In his January 29, 2002, State of the Union Address, President George W. Bush identified North Korea, Iran, and Iraq as countries that posed the greatest threat to the West in general, and to the United States in particular. In that speech, he put those countries on notice, labeling them an axis of evil:
States like these [North Korea, Iran, and Iraq], and their terrorist allies, constitute an axis of evil, arming to threaten the peace of the world. By seeking weapons of mass destruction, these regimes pose a grave and growing danger. They could provide these arms to terrorists, giving them the means to match their hatred. They could attack our allies or attempt to blackmail the United States. In any of these cases, the price of indifference would be catastrophic.

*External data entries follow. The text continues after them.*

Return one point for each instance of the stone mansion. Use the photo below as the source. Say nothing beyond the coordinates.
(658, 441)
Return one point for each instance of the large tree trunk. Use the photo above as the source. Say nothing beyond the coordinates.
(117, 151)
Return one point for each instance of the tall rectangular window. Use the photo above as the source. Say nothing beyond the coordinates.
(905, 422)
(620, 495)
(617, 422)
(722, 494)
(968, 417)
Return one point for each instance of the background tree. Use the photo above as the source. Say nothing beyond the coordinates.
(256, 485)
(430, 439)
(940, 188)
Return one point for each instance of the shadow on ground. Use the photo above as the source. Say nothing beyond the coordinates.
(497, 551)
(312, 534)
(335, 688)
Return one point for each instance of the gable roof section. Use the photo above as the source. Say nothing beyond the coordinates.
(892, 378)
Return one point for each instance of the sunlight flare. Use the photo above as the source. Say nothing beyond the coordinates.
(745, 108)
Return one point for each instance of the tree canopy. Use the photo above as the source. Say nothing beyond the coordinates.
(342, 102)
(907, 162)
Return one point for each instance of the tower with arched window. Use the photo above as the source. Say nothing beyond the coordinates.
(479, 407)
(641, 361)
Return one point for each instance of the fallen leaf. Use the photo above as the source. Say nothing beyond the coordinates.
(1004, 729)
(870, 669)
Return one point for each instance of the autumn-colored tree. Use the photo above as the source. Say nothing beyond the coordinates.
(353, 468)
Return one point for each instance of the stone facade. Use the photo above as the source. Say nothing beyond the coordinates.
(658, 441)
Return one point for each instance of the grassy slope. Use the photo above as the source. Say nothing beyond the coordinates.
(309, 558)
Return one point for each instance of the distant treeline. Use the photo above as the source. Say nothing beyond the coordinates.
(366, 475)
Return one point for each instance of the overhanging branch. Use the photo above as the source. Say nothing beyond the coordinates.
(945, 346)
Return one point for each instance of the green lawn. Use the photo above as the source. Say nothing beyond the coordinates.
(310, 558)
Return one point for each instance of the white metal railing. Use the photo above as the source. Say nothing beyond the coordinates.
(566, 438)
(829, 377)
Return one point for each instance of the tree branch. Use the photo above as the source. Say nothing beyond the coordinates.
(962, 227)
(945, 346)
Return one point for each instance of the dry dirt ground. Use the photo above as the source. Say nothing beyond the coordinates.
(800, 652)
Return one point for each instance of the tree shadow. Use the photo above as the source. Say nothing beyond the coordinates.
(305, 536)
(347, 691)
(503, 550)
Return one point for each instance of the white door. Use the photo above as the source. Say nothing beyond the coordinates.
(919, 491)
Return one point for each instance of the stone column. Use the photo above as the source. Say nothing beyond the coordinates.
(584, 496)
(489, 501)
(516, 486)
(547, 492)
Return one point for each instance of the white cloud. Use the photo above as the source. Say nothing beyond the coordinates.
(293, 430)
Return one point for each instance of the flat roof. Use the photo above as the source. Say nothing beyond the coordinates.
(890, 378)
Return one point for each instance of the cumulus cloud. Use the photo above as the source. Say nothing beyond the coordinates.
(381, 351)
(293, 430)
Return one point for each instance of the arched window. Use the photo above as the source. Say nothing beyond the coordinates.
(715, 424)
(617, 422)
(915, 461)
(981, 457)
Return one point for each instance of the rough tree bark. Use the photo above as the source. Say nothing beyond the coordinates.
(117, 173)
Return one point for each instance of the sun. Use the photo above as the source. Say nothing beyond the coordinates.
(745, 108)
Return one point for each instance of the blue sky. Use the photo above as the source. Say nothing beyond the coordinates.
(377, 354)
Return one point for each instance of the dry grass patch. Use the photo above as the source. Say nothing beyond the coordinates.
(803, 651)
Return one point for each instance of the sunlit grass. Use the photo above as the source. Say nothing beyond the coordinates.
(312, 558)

We will work closely with our coalition to deny terrorists and their state sponsors the materials, technology, and expertise to make and deliver weapons of mass destruction. (Emphasis ours throughout)
In the intervening years, Iraq was invaded and conquered (this conquest currently keeping much of the U.S. armed forces tied down), Iran has made great strides in its nuclear program, and North Korea performed conspicuous missile tests, apparently detonating a small nuclear device. Part of the axis has been neutralized (though at great monetary and political cost), and the other members constitute an ever-growing threat. President Bush pledged to "work closely with [a] coalition" to thwart the violent intentions of these nations, and to a large degree he has—but the usefulness of alliances and coalitions is now being tested and stretched as globalism wanes and tribalism grows.
The worth of an alliance was powerfully proved during World War II, when a coalition defeated the Axis powers of the time—Nazi Germany, Italy, and Japan. As George Friedman explains,
The coalition . . . involved a range of nations that were prepared to subordinate their particular national interests to the broader interest of defeating the Axis powers. Military success in the war rested on the ability of the coalition to hold together. And reading backward, had this coalition existed prior to the rise of Munich, World War II likely never would have happened. Maintaining global stability required a coalition of states that shared a mutual interest in stability and would suppress, as soon as possible, nations that would want to upset that stability. (Stratfor Geopolitical Intelligence Report, October 17, 2006)
As Friedman explains, the Cold War was successfully prosecuted along the same lines: Nations banded together, agreed on the threat posed by a nuclear-armed Russia, and were prepared to act economically, politically, or militarily (short of direct confrontation) to keep the common enemy contained.
These two successes, however, have spawned the thinking that an alliance or coalition is always the solution, even when members disagree on the actual problem. Witness, for example, the frequent charge against President Bush of acting "unilaterally" (i.e., as a single entity) on Iraq, despite mustering a thirty-nation "coalition of the willing." Clearly, the real objection is not his acting alone, but that he did not wait for approval from other parties who had a stake in the matter—and he acted simply because he knew that other stakeholders (France and Germany, most notably) did not consider Iraq to be as threatening as America did. However, the international community continues to call for "multilateralism" and "coalition-building" as the solutions, despite not agreeing on the scope of the problem.
Predictably, similar national self-interest played out in the "six-party talks"— North Korea, South Korea, Japan, Russia, China, and the United States—that completely failed to rein in North Korea. Since the Clinton presidency, the multilateral approach has been applied to North Korea, but most of the coalition, supposedly against a nuclear North Korea, does not believe Kim Jong Il is enough of a threat to do anything. South Korea wants neither war with nor destabilization of North Korea. Japan has major domestic and social issues with projecting its military power, and though open to sanctions, it is happy to keep trading with North Korea. "Russia," Friedman notes, "is about as worried about the prospect of a North Korean nuclear strike on its territory as the United States is about a French strike. The two countries may not like each other, but it isn't going to happen." Yet, both Russia and China desire to keep the U.S. geopolitically off balance, valuing this more than a non-nuclear North Korea. The multilateral approach has failed because those involved could not agree with the U.S. that North Korea is a threat.
Significantly, the same multilateral approach is being employed with Iran in particular and militant Islam in general. The international community—whether the EU, the UN, Russia, China, or a combination of all—is convinced that alliances guarantee stability. But so far, each major player, aside from the U.S., has a vested interest (read: oil and weapons trade) in the status quo of a stable Iran and an off-balance U.S. To them, militant Islam is not threatening enough to be worth countering. Like in the run-up to World War II, most nations are unwilling to make the sacrifices necessary to contain emerging and escalating threats.
Whoever remains after the next crisis will have the clarity of hindsight to realize, "This could have been prevented—if they could have agreed on the threat." For these reasons and others, God wisely warned ancient Israel against putting their trust in alliances and covenants with other peoples (Psalm 118:8-9; 146:3; Isaiah 30:1-3; Jeremiah 46:25). If only the modern nations of Israel would heed His counsel!